We will inspect forest plots visually to consider the direction and magnitude of effects and the degree of overlap between confidence intervals. We will use the I² statistic to measure heterogeneity among the trials in each analysis, but acknowledge that there is substantial uncertainty in the value of I² when only a small number of studies is pooled. We will also consider the P value from the Chi² test.

Given the wide perspective of the review, with broad inclusion criteria and highly diverse fields of application of the intervention in various settings, we do not expect the true effects of the intervention to be homogeneous.

Assessment of reporting biases

If we are able to pool more than 10 trials, we will create and examine a funnel plot to explore possible small study biases for the primary outcomes.

Data synthesis

We will undertake meta‐analyses only where this is meaningful, that is, if the treatments, participants and the underlying clinical question are similar enough for pooling to make sense. We will not exclude trials from meta‐analysis on the basis of the risk of bias assessments.

We will use a random‐effects model to synthesize the identified treatment effects, because we anticipate that the true effects of colchicine treatment will be very variable across included studies, especially given our broad inclusion criteria.

If we are unable to conduct a meta‐analysis on an outcome, we will consider the Synthesis Without Meta‐analysis (SWiM) guidelines (Campbell 2020).

Subgroup analysis and investigation of heterogeneity

We will conduct subgroup analyses that focus on people with previous myocardial infarction versus people without previous myocardial infarction but with established CVD.

We also plan to carry out additional subgroup analyses according to the following parameters:

  1. colchicine dose (≤ 1 mg/day versus > 1 mg/day);

  2. type of condition for which colchicine was given.

We will assess the following outcomes in the additional subgroup analyses:

  1. all‐cause mortality;

  2. myocardial infarction;

  3. serious adverse events;

  4. stroke.

Subgroup analyses will only be conducted if there are at least three studies per subgroup category. We will use the formal test for subgroup differences in RevMan Web (Chi2 test, P value) and base our interpretation on this.

Sensitivity analysis

We plan to carry out the following sensitivity analyses, to test whether key methodological factors or decisions have affected the main results:

  1. including only studies with an overall low risk of bias (all outcomes);

  2. including only studies with a definition of serious adverse events that clearly agrees with the FDA definition (FDA 2019) (for serious adverse events only).
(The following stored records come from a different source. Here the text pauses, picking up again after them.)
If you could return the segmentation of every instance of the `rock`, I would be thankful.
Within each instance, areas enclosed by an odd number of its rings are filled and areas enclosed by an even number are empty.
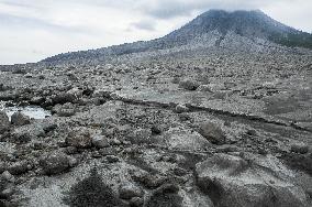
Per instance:
[[[69,92],[59,92],[56,96],[52,97],[52,101],[54,105],[64,105],[66,102],[75,102],[78,99],[78,97],[75,94]]]
[[[132,144],[151,143],[151,129],[136,129],[130,133],[129,140]]]
[[[14,112],[11,117],[11,123],[15,126],[25,126],[31,123],[31,118],[21,111]]]
[[[71,117],[76,113],[76,107],[71,102],[66,102],[56,110],[58,117]]]
[[[183,79],[179,83],[179,87],[186,90],[196,90],[199,87],[199,84],[191,79]]]
[[[9,199],[14,194],[14,177],[8,171],[0,175],[0,199]]]
[[[103,148],[103,149],[99,150],[99,153],[103,156],[114,155],[114,154],[116,154],[116,150],[115,150],[115,148],[109,146],[109,148]]]
[[[214,144],[224,144],[225,134],[222,129],[213,122],[200,124],[199,133]]]
[[[293,175],[277,159],[246,157],[219,153],[196,165],[197,184],[215,206],[309,206],[304,190],[291,183]]]
[[[109,163],[116,163],[119,162],[119,157],[115,155],[107,155],[107,160]]]
[[[12,141],[15,143],[27,143],[33,139],[33,135],[29,131],[13,131],[12,134]]]
[[[12,175],[21,175],[31,170],[31,165],[26,161],[15,162],[8,167]]]
[[[160,175],[152,175],[147,172],[134,172],[132,173],[132,179],[138,182],[144,187],[155,189],[167,182],[167,178]]]
[[[110,146],[109,140],[104,135],[94,135],[92,137],[92,145],[102,149]]]
[[[10,129],[9,117],[4,111],[0,111],[0,133],[8,131]]]
[[[198,91],[211,92],[211,87],[209,85],[200,85],[197,88]]]
[[[175,150],[205,150],[211,146],[211,143],[198,132],[180,128],[171,128],[165,132],[159,144],[166,144]]]
[[[140,207],[143,206],[144,204],[144,199],[141,197],[133,197],[131,198],[131,200],[129,201],[130,206],[132,207]]]
[[[177,113],[182,113],[182,112],[188,112],[189,108],[185,105],[177,105],[175,108],[175,112]]]
[[[14,177],[9,171],[4,171],[4,172],[0,175],[0,179],[14,183],[15,177]]]
[[[179,77],[174,77],[171,83],[172,84],[179,84],[180,83],[180,78]]]
[[[92,138],[88,128],[75,128],[65,140],[66,144],[76,148],[91,148]]]
[[[292,144],[291,151],[294,153],[305,154],[309,152],[309,145],[303,144],[303,143]]]
[[[30,101],[31,105],[42,105],[45,101],[44,97],[33,97]]]
[[[161,133],[161,128],[157,124],[154,124],[152,126],[151,131],[153,135],[158,135]]]
[[[131,199],[133,197],[142,197],[144,192],[132,183],[126,183],[120,186],[119,195],[122,199]]]
[[[62,152],[54,152],[43,156],[40,165],[47,175],[60,174],[70,167],[69,157]]]

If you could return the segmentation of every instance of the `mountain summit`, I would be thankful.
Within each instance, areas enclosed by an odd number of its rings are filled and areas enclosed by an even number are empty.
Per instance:
[[[73,61],[81,58],[105,59],[111,55],[124,55],[155,50],[176,48],[183,45],[222,46],[236,50],[264,46],[275,43],[289,47],[312,48],[312,34],[285,25],[260,10],[224,11],[210,10],[185,26],[164,37],[147,42],[135,42],[99,50],[66,53],[48,57],[43,62]]]
[[[210,10],[165,39],[189,42],[210,32],[219,32],[222,36],[233,33],[248,39],[264,39],[286,46],[312,48],[311,34],[287,26],[260,10],[233,12]]]

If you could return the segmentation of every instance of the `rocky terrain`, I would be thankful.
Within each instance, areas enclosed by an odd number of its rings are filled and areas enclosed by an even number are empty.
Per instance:
[[[259,11],[227,14],[1,66],[0,206],[311,206],[312,51],[259,32],[297,33]]]

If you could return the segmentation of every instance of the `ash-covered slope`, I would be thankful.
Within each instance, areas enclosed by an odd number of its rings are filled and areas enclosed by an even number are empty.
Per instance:
[[[223,41],[226,47],[237,47],[242,44],[258,44],[255,40],[277,43],[286,46],[312,48],[312,35],[287,26],[266,15],[259,10],[233,11],[210,10],[179,30],[168,35],[147,42],[127,43],[98,50],[59,54],[43,59],[45,63],[105,59],[110,56],[141,53],[156,50],[168,50],[197,43],[197,46],[220,46]],[[235,44],[239,42],[239,44]],[[231,43],[231,44],[230,44]],[[233,46],[233,43],[235,46]]]

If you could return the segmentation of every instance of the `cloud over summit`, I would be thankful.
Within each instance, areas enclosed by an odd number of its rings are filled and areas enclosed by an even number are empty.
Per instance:
[[[159,37],[209,9],[261,9],[312,31],[307,0],[0,0],[0,64]]]

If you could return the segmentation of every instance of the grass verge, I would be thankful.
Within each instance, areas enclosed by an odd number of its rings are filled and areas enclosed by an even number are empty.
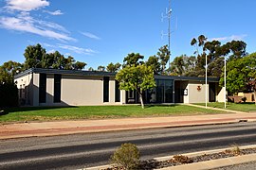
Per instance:
[[[196,103],[195,105],[205,106],[205,103]],[[224,109],[224,103],[211,102],[208,103],[209,107]],[[245,112],[256,112],[255,103],[227,103],[227,109]]]
[[[186,105],[39,107],[5,110],[0,123],[225,113]]]

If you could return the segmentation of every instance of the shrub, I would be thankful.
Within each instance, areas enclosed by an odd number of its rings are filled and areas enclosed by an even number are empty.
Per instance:
[[[111,156],[111,161],[126,170],[135,169],[139,163],[138,148],[133,144],[122,144]]]
[[[246,97],[246,96],[244,96],[243,98],[241,98],[241,100],[242,100],[244,103],[246,103],[246,101],[247,101],[247,97]]]
[[[185,163],[192,163],[192,160],[191,158],[187,157],[187,156],[174,155],[173,157],[173,162],[185,164]]]

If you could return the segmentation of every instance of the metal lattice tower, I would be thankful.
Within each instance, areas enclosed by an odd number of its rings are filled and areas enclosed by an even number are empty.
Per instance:
[[[168,33],[164,34],[162,31],[161,37],[163,38],[163,36],[168,36],[168,50],[169,50],[169,54],[170,54],[170,59],[169,59],[169,67],[170,67],[170,60],[171,60],[171,14],[172,14],[172,8],[171,8],[171,0],[169,0],[169,7],[168,8],[166,8],[166,13],[165,15],[162,13],[162,22],[164,18],[168,19]]]

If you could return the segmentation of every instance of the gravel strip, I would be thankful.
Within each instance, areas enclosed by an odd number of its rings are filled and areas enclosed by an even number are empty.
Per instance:
[[[223,152],[218,152],[218,153],[213,153],[213,154],[205,154],[205,155],[200,155],[200,156],[192,157],[192,158],[182,156],[182,155],[177,155],[177,156],[174,156],[170,160],[163,161],[163,162],[157,162],[155,160],[141,161],[137,169],[138,170],[160,169],[164,167],[171,167],[171,166],[176,166],[176,165],[181,165],[181,164],[206,162],[206,161],[210,161],[210,160],[224,159],[224,158],[235,157],[239,155],[247,155],[247,154],[253,154],[253,153],[256,153],[256,148],[239,149],[239,148],[234,147],[233,149],[225,150]],[[243,165],[244,164],[242,164],[242,167]],[[253,168],[254,170],[256,162],[253,165],[254,165],[254,168]],[[107,168],[107,169],[102,169],[102,170],[117,170],[117,169],[121,169],[121,168],[113,167],[113,168]],[[224,169],[218,169],[218,170],[224,170]]]

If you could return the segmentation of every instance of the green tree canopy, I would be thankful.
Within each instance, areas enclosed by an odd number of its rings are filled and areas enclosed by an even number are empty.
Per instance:
[[[105,66],[102,66],[102,65],[98,66],[98,71],[100,72],[104,72],[105,69],[106,69]]]
[[[107,67],[106,70],[108,72],[117,72],[120,69],[121,64],[119,62],[117,62],[116,64],[114,64],[113,62],[110,62]]]
[[[143,64],[144,61],[141,60],[143,59],[144,59],[144,56],[141,56],[139,53],[128,54],[128,56],[125,57],[123,60],[122,67],[137,66],[137,65]]]
[[[141,107],[144,109],[143,91],[155,87],[152,68],[145,64],[126,66],[117,74],[116,79],[119,82],[120,90],[137,92]]]
[[[65,70],[82,70],[85,62],[76,61],[71,56],[65,58],[59,51],[47,54],[41,44],[28,45],[24,53],[25,68],[54,68]]]

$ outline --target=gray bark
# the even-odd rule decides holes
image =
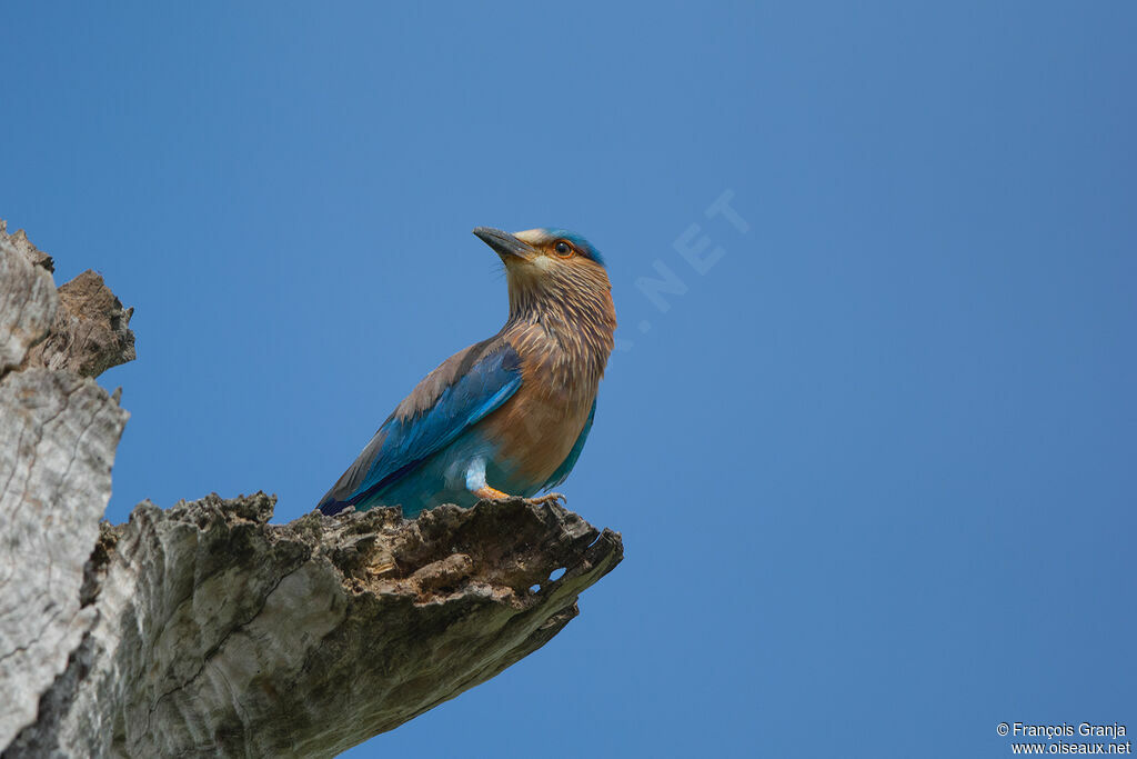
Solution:
[[[134,357],[130,316],[93,272],[57,292],[0,222],[5,757],[334,756],[536,651],[623,556],[521,498],[269,525],[273,497],[213,495],[100,523],[128,414],[90,378]]]

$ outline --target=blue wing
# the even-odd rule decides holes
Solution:
[[[596,418],[596,401],[592,401],[592,410],[588,412],[588,420],[584,422],[584,427],[580,430],[580,435],[576,436],[576,442],[572,444],[572,451],[565,457],[564,462],[557,467],[557,471],[553,472],[553,476],[541,486],[541,489],[548,489],[550,487],[556,487],[565,481],[568,477],[568,472],[572,468],[576,465],[576,460],[580,459],[580,452],[584,449],[584,440],[588,439],[588,434],[592,429],[592,419]]]
[[[319,502],[334,514],[383,490],[508,401],[521,387],[521,357],[487,340],[451,356],[399,404],[355,463]]]

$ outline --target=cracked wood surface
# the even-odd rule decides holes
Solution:
[[[543,645],[621,561],[520,498],[269,525],[273,497],[213,495],[100,525],[127,414],[80,374],[134,357],[131,312],[50,272],[0,222],[5,757],[334,756]]]

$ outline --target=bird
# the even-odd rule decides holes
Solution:
[[[443,503],[566,502],[533,496],[568,477],[592,429],[616,329],[604,257],[561,229],[473,233],[505,265],[505,325],[415,386],[321,498],[321,512],[398,505],[410,519]]]

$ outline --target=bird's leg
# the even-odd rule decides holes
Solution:
[[[536,503],[538,505],[546,503],[555,503],[558,506],[564,506],[568,504],[568,498],[564,497],[561,493],[546,493],[539,498],[529,498],[530,503]]]

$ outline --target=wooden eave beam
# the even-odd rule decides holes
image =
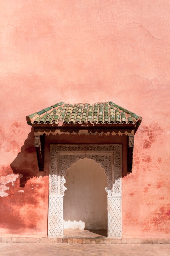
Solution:
[[[80,135],[84,134],[86,135],[92,134],[96,135],[97,134],[100,135],[105,134],[108,135],[110,134],[112,135],[122,135],[125,134],[126,135],[132,136],[134,134],[134,128],[133,127],[35,127],[35,135],[40,136],[43,134],[46,135],[52,134],[56,135],[62,134],[76,134]]]

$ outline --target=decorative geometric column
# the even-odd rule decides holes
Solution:
[[[48,235],[62,237],[64,176],[72,163],[84,157],[99,163],[107,176],[108,236],[122,236],[121,145],[52,144],[50,148]]]

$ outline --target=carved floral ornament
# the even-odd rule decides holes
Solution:
[[[121,152],[121,145],[51,144],[50,194],[64,195],[67,169],[78,159],[87,157],[99,163],[105,169],[108,195],[120,194]]]

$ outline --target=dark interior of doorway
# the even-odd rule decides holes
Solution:
[[[107,237],[105,188],[108,184],[104,169],[93,159],[85,158],[72,164],[65,178],[67,189],[64,197],[64,237]],[[84,229],[78,226],[80,221],[84,223]],[[71,226],[67,226],[68,222],[72,223]]]

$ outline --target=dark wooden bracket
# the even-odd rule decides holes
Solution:
[[[134,136],[128,136],[127,137],[127,165],[128,167],[128,172],[131,173],[132,170],[132,163],[133,162]]]
[[[34,136],[34,146],[36,149],[39,171],[44,170],[44,134]]]

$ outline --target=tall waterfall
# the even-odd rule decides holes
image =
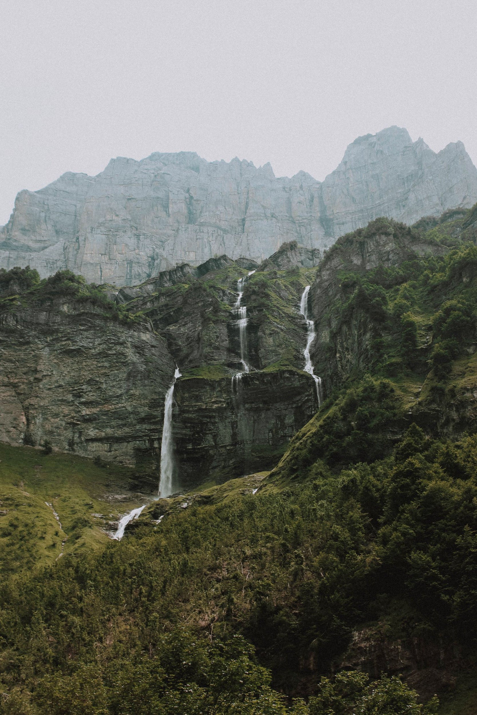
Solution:
[[[247,317],[247,306],[242,305],[241,304],[242,296],[243,295],[243,289],[245,283],[249,277],[255,272],[255,270],[251,270],[249,272],[247,275],[244,276],[243,278],[240,278],[237,281],[238,297],[237,299],[237,302],[234,305],[233,312],[237,317],[237,325],[238,325],[239,335],[240,337],[240,362],[242,363],[243,370],[240,373],[237,373],[237,375],[235,375],[232,378],[232,389],[234,385],[238,382],[243,373],[250,372],[250,369],[248,363],[247,363],[247,322],[248,320],[248,318]]]
[[[172,443],[172,398],[174,385],[181,373],[176,368],[174,373],[174,382],[166,393],[164,403],[164,425],[162,427],[162,442],[161,443],[161,475],[159,480],[158,494],[164,498],[169,496],[172,492],[172,479],[174,477],[174,444]]]
[[[313,365],[312,365],[311,358],[310,357],[310,348],[311,347],[311,344],[316,337],[316,333],[315,332],[315,321],[310,320],[308,317],[308,293],[310,292],[310,286],[307,285],[306,288],[302,294],[301,301],[300,303],[300,312],[302,314],[305,320],[306,320],[307,327],[307,341],[306,347],[303,350],[303,355],[305,355],[305,368],[304,370],[306,373],[308,373],[313,380],[315,380],[315,384],[316,385],[316,394],[318,398],[318,407],[321,405],[321,397],[322,397],[322,390],[321,390],[321,378],[318,378],[315,373],[313,372]]]

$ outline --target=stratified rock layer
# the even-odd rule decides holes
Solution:
[[[232,388],[232,389],[231,389]],[[318,408],[310,375],[254,372],[235,379],[180,380],[174,432],[182,488],[270,468]]]
[[[150,469],[175,367],[164,340],[71,301],[0,318],[0,440]]]
[[[224,253],[260,262],[284,242],[323,251],[378,216],[412,223],[476,200],[477,170],[461,142],[435,154],[397,127],[357,139],[323,183],[190,152],[118,158],[97,177],[67,173],[20,192],[0,230],[0,266],[132,285]]]

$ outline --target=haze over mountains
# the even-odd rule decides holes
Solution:
[[[193,152],[119,157],[96,177],[67,172],[20,192],[0,229],[0,267],[130,285],[224,253],[260,261],[285,241],[323,251],[379,216],[411,224],[476,200],[462,142],[436,154],[397,127],[356,139],[323,182]]]

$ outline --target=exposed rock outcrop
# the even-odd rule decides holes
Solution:
[[[317,332],[312,362],[328,393],[333,387],[341,385],[353,371],[362,373],[370,368],[371,343],[377,337],[368,312],[359,306],[347,320],[333,314],[331,307],[337,300],[344,305],[350,297],[342,280],[343,272],[364,275],[378,266],[396,266],[413,256],[443,255],[447,250],[446,246],[427,240],[414,229],[378,219],[365,229],[343,236],[328,252],[310,290]]]
[[[318,410],[310,375],[253,372],[232,389],[230,378],[179,380],[174,433],[181,486],[270,468]]]
[[[260,262],[284,242],[323,251],[378,216],[412,223],[476,199],[477,170],[461,142],[435,154],[397,127],[357,139],[322,183],[191,152],[118,158],[96,177],[69,172],[20,192],[0,230],[0,266],[133,285],[223,253]]]
[[[154,468],[175,367],[163,338],[68,300],[0,318],[0,440]]]
[[[316,248],[305,248],[296,241],[282,243],[276,253],[260,263],[259,270],[287,270],[295,266],[312,268],[318,266],[321,259],[321,252]]]

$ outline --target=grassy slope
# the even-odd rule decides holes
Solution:
[[[128,491],[130,478],[125,467],[102,468],[81,457],[0,443],[2,571],[51,563],[62,551],[77,553],[105,543],[104,530],[114,528],[119,516],[144,503]],[[111,498],[118,495],[124,500]]]

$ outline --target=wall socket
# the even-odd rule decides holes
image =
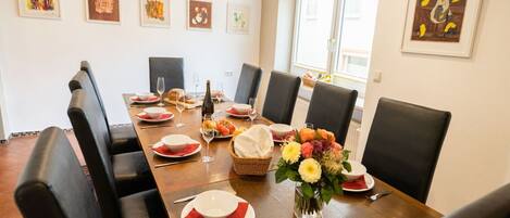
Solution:
[[[226,70],[225,76],[226,77],[232,77],[232,76],[234,76],[234,72],[233,70]]]

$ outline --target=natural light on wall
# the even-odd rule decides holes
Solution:
[[[364,95],[378,0],[298,0],[293,73]]]

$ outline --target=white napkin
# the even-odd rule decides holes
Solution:
[[[234,140],[234,151],[239,157],[269,157],[273,152],[273,136],[270,128],[253,125]]]

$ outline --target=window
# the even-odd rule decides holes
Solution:
[[[298,0],[293,73],[331,75],[364,95],[377,0]]]

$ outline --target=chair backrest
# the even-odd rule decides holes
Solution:
[[[103,217],[121,217],[113,167],[108,152],[110,136],[97,98],[84,89],[73,91],[67,115],[90,171]]]
[[[290,124],[300,85],[299,77],[273,70],[262,116],[274,123]]]
[[[509,218],[510,184],[506,184],[484,197],[447,215],[445,218]]]
[[[104,114],[104,118],[107,118],[107,124],[108,124],[107,110],[104,108],[104,103],[102,102],[101,93],[99,92],[98,82],[96,81],[96,77],[92,74],[92,68],[90,67],[90,64],[88,63],[88,61],[80,62],[79,70],[84,70],[85,73],[87,73],[88,78],[90,78],[90,84],[92,85],[94,91],[96,92],[96,95],[98,97],[99,104],[101,105],[102,113]],[[80,88],[77,88],[75,86],[72,87],[70,82],[70,89],[71,89],[71,92],[73,92],[74,89],[80,89]]]
[[[357,99],[356,90],[316,82],[308,108],[307,123],[313,124],[315,128],[332,131],[336,141],[344,145]]]
[[[239,81],[237,82],[236,97],[237,103],[248,104],[250,98],[256,98],[259,91],[262,69],[250,64],[242,64]]]
[[[363,165],[370,174],[425,203],[451,114],[382,98]]]
[[[108,123],[108,117],[107,117],[107,112],[104,110],[104,105],[102,105],[101,97],[99,95],[99,91],[97,90],[94,81],[94,77],[90,77],[90,73],[87,73],[86,70],[82,69],[74,77],[70,80],[69,87],[71,90],[71,93],[76,90],[76,89],[84,89],[87,93],[94,94],[98,102],[99,106],[101,107],[102,112],[102,117],[104,117],[104,121],[107,123],[107,128],[108,129],[108,136],[111,136],[110,132],[110,124]]]
[[[20,177],[14,200],[26,218],[101,217],[94,189],[62,129],[45,129]]]
[[[164,77],[165,91],[184,89],[183,57],[149,57],[150,91],[157,92],[158,77]]]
When missing data are thought to have introduced serious bias, we will explore the impact of including such studies in the overall assessment of results by an additional sensitivity analysis.

Summary of findings and assessment of the certainty of the evidence

We will create a summary of findings table for colchicine versus no colchicine interventions as this is the only comparison we expect. We will use the following outcomes:

  1. all‐cause mortality;

  2. myocardial infarction;

  3. serious adverse events;

  4. cardiovascular mortality;

  5. stroke;

  6. all‐cause hospitalizations;

  7. coronary revascularization.

We will use the five GRADE considerations (study limitations (risk of bias), consistency of effect, imprecision, indirectness, and publication bias) to assess the certainty of the evidence as it relates to the studies which contribute data to the meta‐analyses for the prespecified outcomes. The overall RoB 2 judgement will be used to feed into the GRADE assessment. We will use methods and recommendations described in Chapter 14 of the Cochrane Handbook for Systematic Reviews of Interventions (Schünemann 2023), and use GRADEpro software (GRADEpro GDT 2022). We will justify all decisions to downgrade the certainty of the evidence using footnotes, and we will make comments to aid the reader's understanding of the review.

Judgements about certainty of the evidence (very low, low, moderate, and high certainty) will be made by two review authors (two of FE, JH, PJ, MB or LGH) working independently, with disagreements resolved by discussion or involving a third author (MB or LGH). Judgements will be justified, documented and incorporated into the reporting of results for each outcome.